By Solomon Crenshaw Jr.
When teams score 13 runs in a baseball game, you might say they are lighting up the scoreboard.
The high-scoring contest didn’t light up the scoreboard at Rickwood Field because the scoring on the board beyond the outfield fence isn’t kept by electrically powered light bulbs. The old-time manual scoreboard is one of the unusual features of the ballpark that drew 7,015 to the 12:30 p.m. contest.
Volunteers from the Friends of Rickwood scaled a 30-foot ladder and stood on a scaffold to change the score each time a baserunner crossed the plate.
That was tough, 18-year-old Carson Weldon said, since you can’t see what the fans in the stands are seeing. Tougher still, he said, is updating the men on the mound and behind the plate.
“Pitchers and catchers are hard because you’ve got to see the (jersey) numbers from all the way back here and you’ve got to put it up fast enough for everyone to see,” he said.
Weldon and his brother Connor were among the volunteers working with the Friends of Rickwood. Dan Weinrib, a board member with Friends of Rickwood, couldn’t have been more pleased with drawing scoreboard duty for the Classic.
“The best part of doing this job is you get to watch the game,” he said. “All the other volunteers have to tend to other duties, but the job of the scoreboard folks is to keep current. We get to watch the game, but we also welcome visitors to come up and take in a view of the game.
“They can’t do this at Wrigley or Fenway because those are working areas for staff only,” he said of the major league ballparks in Chicago and Boston. “We’re a living museum. We want people to explore and experience Rickwood from all 360 degrees.”
Scott Marona was among those who scaled the ladder behind the scoreboard. In doing so, he took a trip down memory lane.
The Huntsville resident played at Rickwood as a 15-year-old ninth grader in a state Dizzy Dean all-star tournament. At 45, he was back at the venerable ballpark playing in a 35-older baseball league.
Rickwood Field even transcended generations for him. His son played there as a 17-year-old and the ballpark is where his father saw his first pro baseball game in 1948.
“I come back here every year,” Marona said. “You love the nostalgia of this park. This is one of the meccas of baseball. You don’t see many old-time things that are kept intact, that are kept outdated on purpose, and this is one of them. Unless you go to Fenway Park you don’t experience what It’s like to go back in old-time baseball.
“It’s a great venue, a great atmosphere,” he said. “It’s a shame they only do it once a year. We love it and it’s really worth coming down here for it.”
Birmingham native Richard Kaley drove from Mobile Wednesday morning to take in the game. Well before the first pitch, he ventured beyond the outfield fence to see the X that marked the spot where a mammoth home run hit by Walt Dropo made contact.
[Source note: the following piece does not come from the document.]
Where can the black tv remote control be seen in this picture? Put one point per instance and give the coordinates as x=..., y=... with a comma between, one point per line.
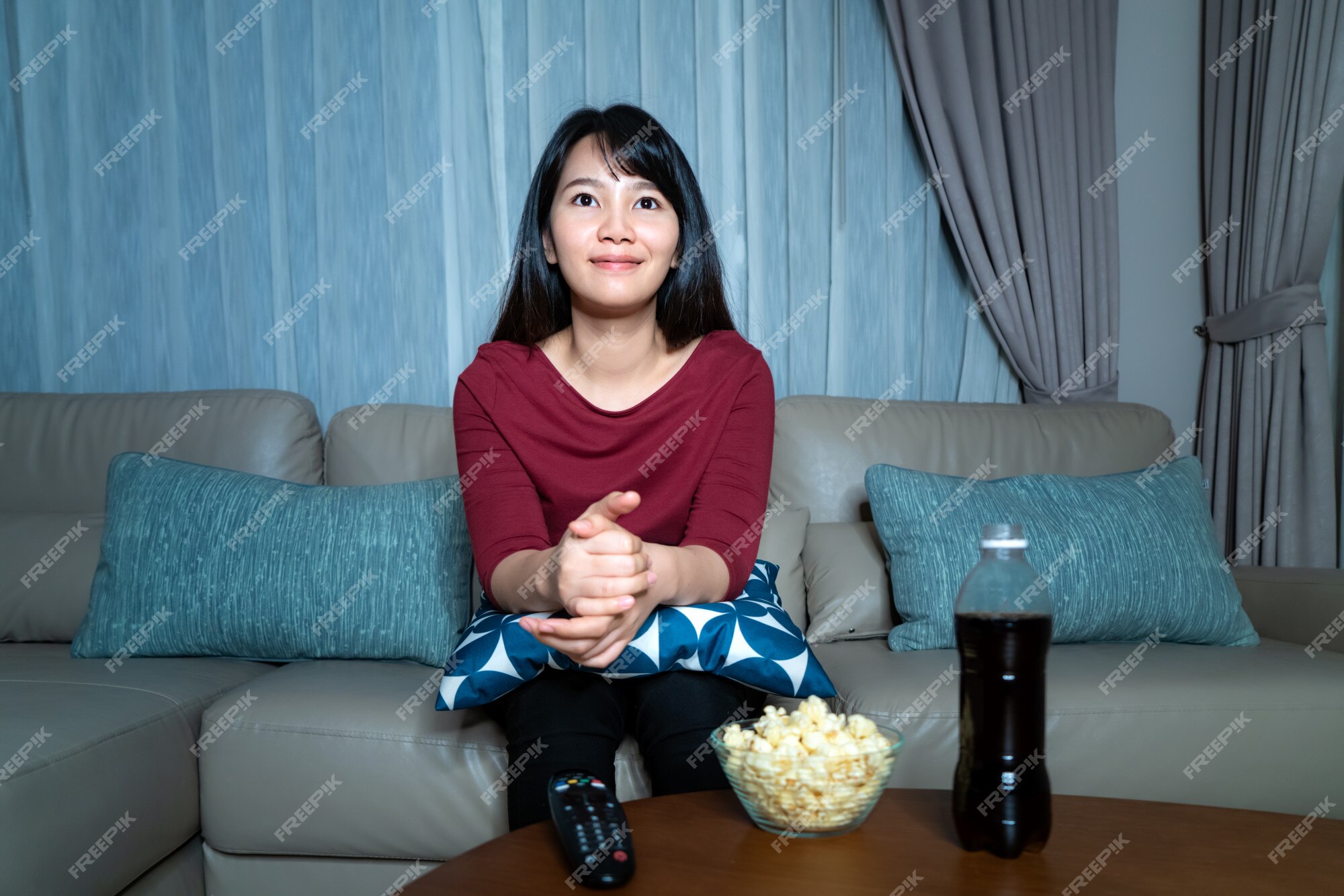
x=593, y=830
Hal Burton, 70, drove Tuesday night from Key Largo, Florida. He snapped pictures of the X, thinking about a time when home runs were no big deal on the diamond.
“Home runs weren’t popular before Babe Ruth,” the Jasper native said. “Babe Ruth made it popular. These old walls were moved in to the current walls. At this (original) distance, nobody could hit it over the wall.
“That’s how baseball has changed over the last 100 years,” Burton said. “I used to come to Rickwood in the late ‘50s. I grew up in Jasper and we’d come over and watch the Barons at Rickwood Field.”
Weinrib, the Friends of Rickwood board member, noted that the current outfield wall was designed for the movie “Cobb” with a 1948 style.
“The scoreboard that was put up by movie studios wasn’t meant to last decades, but it lasted close to 20 years,” he said. “We replaced it but made it look like it did in 1948 once again. People think this is the original scoreboard; it isn’t. It’s a recreation of what was here in ’48. Incidentally, the remnant of chain link fence here was part of the outfield fence in the 1980s when the Barons last (regularly) played here. It’s all part of history.”